Great Danes are an amazing breed of dog, nothing is quite like them in any way. That said, please.. please, PLEASE do some research on the breed. They are prone to some health issues which you definitely need to be aware of if you want to have your Dane live a long and healthy happy life. Bloat is a big killer as is Cancer and Hip Problems. There is no reason a well cared for Dane should not live to at least 10 years of age from good lines although in the wrong hands it's not uncommon to see them being lost at well under that age. So again, please definitely research such a wonderful and rewarding breed.

Good luck and don't hesitate to ask any other questions.

Also, if you haven't already please sign up to a Dane specific forum with people who have experience with the breed. http://dolforum.com/forum/index.php

There is a wealth of knowledge there that will greatly aid you; many of these people have 20, 30 and 40 years of experience with Great Danes and can offer very good advice on the breed.


----------



## Tankstar (Dec 30, 2006)

D&D'smom said:


> Oh my look at that Dane. Love it  I would love one I couldnt even begin to imagine the exercise they need. My black lab needs tons and it probably doesnt even come close.
> I have to agree with everyone it usually boils down to exercise and finding the correct training to click with the dog.


Sorry I know its offtopic.
But I had to comment on this.

Just becuase a dog is huge (or small) doesnt mean it will need that much excersise. a sheltie will probably need more running around then a great dane, and danes are 7 times bigger. Danes need excersise, but just becuase their big doesnt mean they need to run 30 miles a day to tire them out.


----------



## GreatDaneMom (Sep 21, 2007)

Great Dane said:


> The most important thing is to sign them up for obedience class at 6 months of age, it's a must, especially if you are inexperienced with the breed.


why wait until they are 6 months old? thats too late to wait to train a dog. start ASAP. 

anyway, danes are pretty smart dogs, i have 2 of them. you can probably get most of your problems under control with some structured exercise (on leash walk, etc.), free exercise (fetch, running in the yard doing whatever he wants, running around in the yard with him, etc.), and obedience. 

remember though, sigining up for a class is a GREAT thing, but it wont do you any help if you dont follow through at home!


----------



## Marsh Muppet (Nov 29, 2008)

Tankstar said:


> Just becuase a dog is huge (or small) doesnt mean it will need that much excersise. a sheltie will probably need more running around then a great dane, and danes are 7 times bigger. Danes need excersise, but just becuase their big doesnt mean they need to run 30 miles a day to tire them out.


My Dane had very moderate exercise requirements compared to my Golden. The difference being that when the Dane hit full stride, she could cover an amazing amount of real estate.


----------



## Great Dane (Nov 18, 2008)

GreatDaneMom said:


> why wait until they are 6 months old? thats too late to wait to train a dog. start ASAP.
> 
> anyway, danes are pretty smart dogs, i have 2 of them. you can probably get most of your problems under control with some structured exercise (on leash walk, etc.), free exercise (fetch, running in the yard doing whatever he wants, running around in the yard with him, etc.), and obedience.
> 
> remember though, sigining up for a class is a GREAT thing, but it wont do you any help if you dont follow through at home!


Uh, nowhere did I state that you don't start training a dog before 6 months of age. I just said obedience at 6 months because obedience classes will not take a dog until 6 months of age. Doesn't mean obedience can't be done at home sooner, I start at 8 weeks right away.

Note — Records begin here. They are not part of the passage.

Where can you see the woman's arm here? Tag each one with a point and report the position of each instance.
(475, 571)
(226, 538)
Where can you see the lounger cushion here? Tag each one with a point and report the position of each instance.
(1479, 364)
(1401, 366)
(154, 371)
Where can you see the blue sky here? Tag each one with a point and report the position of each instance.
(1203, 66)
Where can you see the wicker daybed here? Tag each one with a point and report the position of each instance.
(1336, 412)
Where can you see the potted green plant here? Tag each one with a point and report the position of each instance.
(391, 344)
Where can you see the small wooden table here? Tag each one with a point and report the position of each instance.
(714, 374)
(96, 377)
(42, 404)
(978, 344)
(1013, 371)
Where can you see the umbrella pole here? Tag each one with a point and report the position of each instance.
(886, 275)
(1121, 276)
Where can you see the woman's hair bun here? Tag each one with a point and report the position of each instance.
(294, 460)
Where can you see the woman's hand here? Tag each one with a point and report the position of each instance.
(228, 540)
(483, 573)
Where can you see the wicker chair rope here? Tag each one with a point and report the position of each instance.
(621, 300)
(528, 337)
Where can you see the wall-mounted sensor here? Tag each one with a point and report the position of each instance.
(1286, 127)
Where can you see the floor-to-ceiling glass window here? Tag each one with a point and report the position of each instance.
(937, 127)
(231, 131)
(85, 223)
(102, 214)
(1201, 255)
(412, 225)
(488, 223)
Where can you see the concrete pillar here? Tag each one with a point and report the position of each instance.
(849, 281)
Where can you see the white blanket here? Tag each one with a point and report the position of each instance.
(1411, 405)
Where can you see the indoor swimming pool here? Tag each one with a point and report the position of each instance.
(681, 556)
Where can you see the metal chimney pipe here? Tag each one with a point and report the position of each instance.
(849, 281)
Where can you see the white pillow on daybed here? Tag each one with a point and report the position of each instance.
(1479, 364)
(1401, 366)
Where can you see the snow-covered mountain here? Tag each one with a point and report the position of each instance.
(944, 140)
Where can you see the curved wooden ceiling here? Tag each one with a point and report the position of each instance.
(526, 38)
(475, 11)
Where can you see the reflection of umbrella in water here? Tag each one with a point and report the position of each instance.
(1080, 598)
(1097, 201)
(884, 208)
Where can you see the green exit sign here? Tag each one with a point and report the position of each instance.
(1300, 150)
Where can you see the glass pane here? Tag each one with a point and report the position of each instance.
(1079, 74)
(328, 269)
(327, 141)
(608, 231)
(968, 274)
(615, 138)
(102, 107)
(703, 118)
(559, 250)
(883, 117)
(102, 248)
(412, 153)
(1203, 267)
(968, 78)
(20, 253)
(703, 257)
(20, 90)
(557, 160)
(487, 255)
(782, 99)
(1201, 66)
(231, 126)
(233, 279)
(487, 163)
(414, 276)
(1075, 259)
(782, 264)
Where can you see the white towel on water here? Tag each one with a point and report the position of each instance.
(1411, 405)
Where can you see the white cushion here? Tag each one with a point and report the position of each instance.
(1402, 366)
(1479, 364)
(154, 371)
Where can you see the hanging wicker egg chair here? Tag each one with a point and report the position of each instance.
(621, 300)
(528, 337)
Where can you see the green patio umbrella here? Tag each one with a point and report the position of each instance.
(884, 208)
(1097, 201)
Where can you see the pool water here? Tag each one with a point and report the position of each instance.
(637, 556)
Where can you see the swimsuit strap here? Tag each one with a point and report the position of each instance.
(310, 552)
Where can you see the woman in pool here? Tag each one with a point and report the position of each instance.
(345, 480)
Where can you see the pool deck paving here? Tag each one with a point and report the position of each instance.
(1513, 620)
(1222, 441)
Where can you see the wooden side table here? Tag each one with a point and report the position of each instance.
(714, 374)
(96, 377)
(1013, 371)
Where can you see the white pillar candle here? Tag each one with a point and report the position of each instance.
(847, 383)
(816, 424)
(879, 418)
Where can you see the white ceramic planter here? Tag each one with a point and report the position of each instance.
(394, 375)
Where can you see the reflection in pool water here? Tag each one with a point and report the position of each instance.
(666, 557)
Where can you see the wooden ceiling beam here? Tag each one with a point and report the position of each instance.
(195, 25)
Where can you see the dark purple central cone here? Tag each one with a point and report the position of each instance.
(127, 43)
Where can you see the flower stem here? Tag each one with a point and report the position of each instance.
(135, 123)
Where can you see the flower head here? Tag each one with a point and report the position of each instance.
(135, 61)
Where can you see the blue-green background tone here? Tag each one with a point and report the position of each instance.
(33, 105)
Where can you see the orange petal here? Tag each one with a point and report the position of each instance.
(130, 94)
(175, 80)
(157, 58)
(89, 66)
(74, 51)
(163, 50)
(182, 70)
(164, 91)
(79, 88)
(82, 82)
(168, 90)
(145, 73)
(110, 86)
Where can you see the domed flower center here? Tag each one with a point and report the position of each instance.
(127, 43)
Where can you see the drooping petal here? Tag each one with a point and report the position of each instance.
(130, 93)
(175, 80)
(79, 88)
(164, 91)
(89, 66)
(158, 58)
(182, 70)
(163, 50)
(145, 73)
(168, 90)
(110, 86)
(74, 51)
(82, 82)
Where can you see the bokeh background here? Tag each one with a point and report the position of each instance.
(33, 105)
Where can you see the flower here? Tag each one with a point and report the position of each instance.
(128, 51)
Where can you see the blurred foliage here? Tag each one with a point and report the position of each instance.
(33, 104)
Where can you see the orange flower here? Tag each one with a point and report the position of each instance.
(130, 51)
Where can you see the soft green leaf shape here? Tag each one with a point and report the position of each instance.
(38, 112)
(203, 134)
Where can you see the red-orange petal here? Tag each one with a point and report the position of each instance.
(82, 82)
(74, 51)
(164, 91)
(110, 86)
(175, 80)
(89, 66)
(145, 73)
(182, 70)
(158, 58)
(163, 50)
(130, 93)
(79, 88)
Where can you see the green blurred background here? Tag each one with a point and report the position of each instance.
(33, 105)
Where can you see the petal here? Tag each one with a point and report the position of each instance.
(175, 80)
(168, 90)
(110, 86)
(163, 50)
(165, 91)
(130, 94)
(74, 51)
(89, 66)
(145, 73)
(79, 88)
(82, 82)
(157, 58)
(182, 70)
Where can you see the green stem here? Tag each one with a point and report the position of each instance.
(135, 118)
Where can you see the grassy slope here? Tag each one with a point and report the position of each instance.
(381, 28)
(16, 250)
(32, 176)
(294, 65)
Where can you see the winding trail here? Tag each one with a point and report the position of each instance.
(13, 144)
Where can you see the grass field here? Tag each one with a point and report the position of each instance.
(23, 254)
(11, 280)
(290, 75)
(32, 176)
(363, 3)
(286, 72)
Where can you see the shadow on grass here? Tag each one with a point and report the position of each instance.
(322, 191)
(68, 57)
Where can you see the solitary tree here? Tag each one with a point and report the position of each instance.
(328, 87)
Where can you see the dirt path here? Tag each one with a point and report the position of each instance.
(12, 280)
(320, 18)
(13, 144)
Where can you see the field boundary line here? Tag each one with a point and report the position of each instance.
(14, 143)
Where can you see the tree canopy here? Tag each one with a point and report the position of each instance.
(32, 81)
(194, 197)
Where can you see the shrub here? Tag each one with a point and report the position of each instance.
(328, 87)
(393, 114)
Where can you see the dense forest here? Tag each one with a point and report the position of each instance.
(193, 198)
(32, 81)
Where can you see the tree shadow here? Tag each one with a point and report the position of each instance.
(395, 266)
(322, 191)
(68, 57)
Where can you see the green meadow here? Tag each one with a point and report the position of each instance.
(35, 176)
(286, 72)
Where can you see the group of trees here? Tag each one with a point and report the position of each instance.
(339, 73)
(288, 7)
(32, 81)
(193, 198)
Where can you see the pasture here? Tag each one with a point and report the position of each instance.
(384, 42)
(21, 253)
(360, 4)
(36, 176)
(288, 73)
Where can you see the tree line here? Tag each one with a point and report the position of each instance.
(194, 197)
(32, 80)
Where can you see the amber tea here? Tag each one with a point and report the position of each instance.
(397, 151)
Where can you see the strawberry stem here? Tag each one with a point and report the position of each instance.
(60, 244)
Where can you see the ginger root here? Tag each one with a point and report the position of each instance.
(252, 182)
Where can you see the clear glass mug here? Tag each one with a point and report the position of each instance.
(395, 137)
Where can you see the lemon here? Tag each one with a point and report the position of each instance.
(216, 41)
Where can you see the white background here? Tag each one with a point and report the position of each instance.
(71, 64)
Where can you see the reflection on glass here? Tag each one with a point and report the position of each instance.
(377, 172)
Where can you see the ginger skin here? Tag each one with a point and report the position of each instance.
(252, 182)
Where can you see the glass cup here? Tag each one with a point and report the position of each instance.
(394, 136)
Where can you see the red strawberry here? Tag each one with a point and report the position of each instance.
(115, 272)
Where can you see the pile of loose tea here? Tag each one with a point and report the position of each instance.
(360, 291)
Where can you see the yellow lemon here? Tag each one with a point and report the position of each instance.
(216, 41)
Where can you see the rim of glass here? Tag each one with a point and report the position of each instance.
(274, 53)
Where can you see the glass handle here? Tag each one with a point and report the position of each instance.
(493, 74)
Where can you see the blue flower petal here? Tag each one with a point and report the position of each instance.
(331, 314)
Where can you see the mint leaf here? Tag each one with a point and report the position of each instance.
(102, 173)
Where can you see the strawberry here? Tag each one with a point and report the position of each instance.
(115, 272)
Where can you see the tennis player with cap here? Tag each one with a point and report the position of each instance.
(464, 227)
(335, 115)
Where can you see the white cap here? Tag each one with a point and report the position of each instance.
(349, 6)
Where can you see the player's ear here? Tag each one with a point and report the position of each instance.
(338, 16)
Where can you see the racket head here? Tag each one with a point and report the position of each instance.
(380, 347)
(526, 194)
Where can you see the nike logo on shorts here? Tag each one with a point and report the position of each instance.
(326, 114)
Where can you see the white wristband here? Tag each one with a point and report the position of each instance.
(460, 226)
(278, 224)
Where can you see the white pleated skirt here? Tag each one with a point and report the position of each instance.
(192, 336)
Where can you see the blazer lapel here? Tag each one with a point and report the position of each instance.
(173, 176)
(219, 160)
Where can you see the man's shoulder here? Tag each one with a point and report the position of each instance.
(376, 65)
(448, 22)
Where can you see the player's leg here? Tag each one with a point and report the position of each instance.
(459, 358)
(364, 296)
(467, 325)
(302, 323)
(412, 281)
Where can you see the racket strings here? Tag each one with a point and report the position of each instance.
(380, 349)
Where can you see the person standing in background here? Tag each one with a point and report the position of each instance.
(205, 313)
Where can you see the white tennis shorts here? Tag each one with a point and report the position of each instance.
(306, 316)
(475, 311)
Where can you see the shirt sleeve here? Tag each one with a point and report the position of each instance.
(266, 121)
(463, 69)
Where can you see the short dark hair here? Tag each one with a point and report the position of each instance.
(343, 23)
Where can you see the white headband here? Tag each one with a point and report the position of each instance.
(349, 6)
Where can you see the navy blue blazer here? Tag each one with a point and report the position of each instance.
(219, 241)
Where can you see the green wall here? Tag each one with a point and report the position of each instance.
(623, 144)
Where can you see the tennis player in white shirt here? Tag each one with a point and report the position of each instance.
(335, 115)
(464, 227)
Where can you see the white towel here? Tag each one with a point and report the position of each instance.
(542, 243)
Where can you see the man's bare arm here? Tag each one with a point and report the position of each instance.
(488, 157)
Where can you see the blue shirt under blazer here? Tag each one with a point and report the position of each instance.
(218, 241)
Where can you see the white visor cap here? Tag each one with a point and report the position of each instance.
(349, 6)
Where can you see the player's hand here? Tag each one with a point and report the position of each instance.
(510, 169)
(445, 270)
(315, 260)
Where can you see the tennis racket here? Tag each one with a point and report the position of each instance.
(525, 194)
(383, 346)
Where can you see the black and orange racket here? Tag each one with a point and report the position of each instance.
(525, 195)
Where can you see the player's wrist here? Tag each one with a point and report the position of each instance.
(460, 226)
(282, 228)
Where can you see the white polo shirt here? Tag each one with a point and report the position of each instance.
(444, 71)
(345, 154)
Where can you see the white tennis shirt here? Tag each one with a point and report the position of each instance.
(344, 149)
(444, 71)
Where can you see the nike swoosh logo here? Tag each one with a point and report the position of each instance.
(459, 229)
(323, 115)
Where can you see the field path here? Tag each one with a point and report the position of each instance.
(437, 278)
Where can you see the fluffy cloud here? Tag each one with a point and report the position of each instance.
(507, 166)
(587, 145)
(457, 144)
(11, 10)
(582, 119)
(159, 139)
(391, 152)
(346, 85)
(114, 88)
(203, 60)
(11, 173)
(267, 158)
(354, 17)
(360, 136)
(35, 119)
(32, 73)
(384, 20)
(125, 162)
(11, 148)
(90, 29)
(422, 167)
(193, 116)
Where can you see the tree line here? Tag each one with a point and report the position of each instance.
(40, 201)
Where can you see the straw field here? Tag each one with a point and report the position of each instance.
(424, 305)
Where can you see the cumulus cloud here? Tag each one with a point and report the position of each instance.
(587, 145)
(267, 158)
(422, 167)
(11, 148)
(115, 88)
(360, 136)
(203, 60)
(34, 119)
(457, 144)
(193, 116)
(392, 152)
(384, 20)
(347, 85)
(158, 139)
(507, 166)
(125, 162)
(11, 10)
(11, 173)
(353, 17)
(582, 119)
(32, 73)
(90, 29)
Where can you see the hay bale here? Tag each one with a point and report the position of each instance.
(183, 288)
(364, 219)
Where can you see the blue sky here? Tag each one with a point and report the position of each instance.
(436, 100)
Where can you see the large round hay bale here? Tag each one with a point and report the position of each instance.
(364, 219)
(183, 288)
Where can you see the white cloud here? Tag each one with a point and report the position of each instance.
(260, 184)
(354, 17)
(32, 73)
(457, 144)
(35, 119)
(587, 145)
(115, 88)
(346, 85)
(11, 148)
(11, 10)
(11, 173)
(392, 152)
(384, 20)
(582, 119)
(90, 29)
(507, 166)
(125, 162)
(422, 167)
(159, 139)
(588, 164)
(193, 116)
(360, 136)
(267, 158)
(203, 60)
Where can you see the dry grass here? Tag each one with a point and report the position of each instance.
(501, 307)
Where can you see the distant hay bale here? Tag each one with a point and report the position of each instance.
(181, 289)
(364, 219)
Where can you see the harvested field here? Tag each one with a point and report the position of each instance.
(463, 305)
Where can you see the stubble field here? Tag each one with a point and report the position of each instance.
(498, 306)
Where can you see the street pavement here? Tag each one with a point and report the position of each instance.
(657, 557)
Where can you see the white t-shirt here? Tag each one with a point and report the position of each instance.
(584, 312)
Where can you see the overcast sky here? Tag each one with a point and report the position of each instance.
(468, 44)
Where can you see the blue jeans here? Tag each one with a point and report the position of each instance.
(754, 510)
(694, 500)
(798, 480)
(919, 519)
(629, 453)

Anyway, obedience classes are overrated; I've never had a problem with any of our Danes that haven't been to a structured obedience class. On the same note, I've found many of the training techniques on here like NILIF, ect. to be fruitless as well.

The best way to train a dog is to do it yourself if you have the experience and use techniques that have worked for you in the past.



Tankstar said:


> Sorry I know its offtopic.
> But I had to comment on this.
> 
> Just becuase a dog is huge (or small) doesnt mean it will need that much excersise. a sheltie will probably need more running around then a great dane, and danes are 7 times bigger. Danes need excersise, but just becuase their big doesnt mean they need to run 30 miles a day to tire them out.


Again, it varies dog to dog just like any breed. Some Danes are perfectly content with 3 or 4 miles a day for a walk while some can go 20 miles and still want to keep going. You're right, size definitely doesn't play a part however.


----------



## nickjuly (Dec 26, 2008)

I have started to reply to this post several times but stopped so I say what I mean without offending anyone. In our neighborhood is a Great Dane that is very much out of control. It is constantly let outside not in their fence and my family is honestly scared of the dog. I do not blame the dog for growling and acting the way it does because it honestly was not outside much before the dog was grown to become accustom to its area. 

I think the poor dog thinks we are in its yard. Please consider training. It breaks my heart to see dogs act like they are going to bite from being afraid. Not that your dog is acting like that. Its great that you are asking for advice.

Wish the best in the training pursuit and a long and happy like with such a beautiful animal as the Danes.


----------



## pamperedpups (Dec 7, 2006)

"I just said obedience at 6 months because obedience classes will not take a dog until 6 months of age."

That's not true of all training facilities.


"Anyway, obedience classes are overrated..."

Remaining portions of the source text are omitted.